Apple investors continue to worry about iPhone sales
Apple shares continued their recent decline, falling 4% after The Wall Street Journal published an article that reinforced the market's worries about iPhone sales. The article quotes "people familiar with the matter" as saying that the company has slashed its production, throwing suppliers into turmoil.
Apple stock has fallen 16% since the company's Nov. 1 earnings announcement, when it issued guidance below expectations and said it would no longer report iPhone unit sales, inciting some investors to worry that the company was hiding something. Last week, two Apple suppliers, Qorvo and Lumentum, issued press releases revising guidance their downward and leaving little doubt that changes to iPhone-related orders were the issue.
The market seems to be assuming that the production changes are being made as a result of information that arrived after Apple's conference call just under three weeks ago, when the company warned of uncertainties in "supply demand balance" for its phones, and accounted for that in its guidance. That may or not be true, but these sorts of worries do seem to spread whenever Apple releases a new update of its flagship devices.

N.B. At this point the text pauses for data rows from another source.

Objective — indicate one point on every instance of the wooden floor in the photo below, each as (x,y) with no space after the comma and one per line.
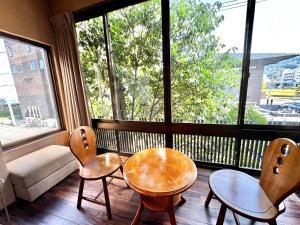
(58,206)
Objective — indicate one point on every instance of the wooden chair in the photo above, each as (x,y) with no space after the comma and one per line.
(259,200)
(92,167)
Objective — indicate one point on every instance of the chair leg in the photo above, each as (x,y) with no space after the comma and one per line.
(272,222)
(80,193)
(138,214)
(221,216)
(106,196)
(208,198)
(121,168)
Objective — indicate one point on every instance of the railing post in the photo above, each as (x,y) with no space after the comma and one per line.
(165,15)
(112,86)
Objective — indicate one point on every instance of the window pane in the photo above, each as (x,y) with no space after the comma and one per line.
(207,44)
(27,105)
(273,91)
(94,63)
(137,57)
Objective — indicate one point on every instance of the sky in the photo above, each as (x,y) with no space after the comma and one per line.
(276,25)
(7,86)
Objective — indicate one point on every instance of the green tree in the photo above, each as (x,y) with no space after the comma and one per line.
(201,76)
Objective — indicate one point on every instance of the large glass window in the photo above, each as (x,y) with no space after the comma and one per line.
(94,63)
(137,58)
(273,88)
(207,39)
(27,105)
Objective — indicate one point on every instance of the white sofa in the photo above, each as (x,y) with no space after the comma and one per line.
(37,166)
(36,172)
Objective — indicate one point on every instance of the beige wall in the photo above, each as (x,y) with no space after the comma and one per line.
(27,18)
(58,6)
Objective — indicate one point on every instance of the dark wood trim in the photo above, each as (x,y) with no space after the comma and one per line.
(101,8)
(246,60)
(198,129)
(165,16)
(25,40)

JD reports slowing sales growth
Shares of Chinese e-commerce company JD.com fell 8.4% after it reported better-than-expected profits for its fiscal third quarter, but gave disappointing guidance for Q4. Revenue grew 25.1% to 104.8 billion yuan ($15.3 billion), about what analysts were expecting. Adjusted earnings per share were $0.12, ahead of the $0.10 analyst consensus.
But JD said it expects Q4 revenue of between 130 billion yuan and 135 billion yuan, which would amount to an increase of between 18% and 23% over last year. Analysts had been expecting a forecast for 23.5% growth, and even that would have been well below the 38.7% growth it achieved in Q4 2017. The company is seeing a slowdown in sales of big-ticket items; on the conference call, management said the guidance reflects "relatively soft retail sales in certain durable goods categories."
The e-commerce giant is also dealing with issues related to the arrest of its CEO for sexual assault, as well as a current distaste among investors for Chinese stocks broadly, so news of the sales growth slowdown understandably hit the shares hard.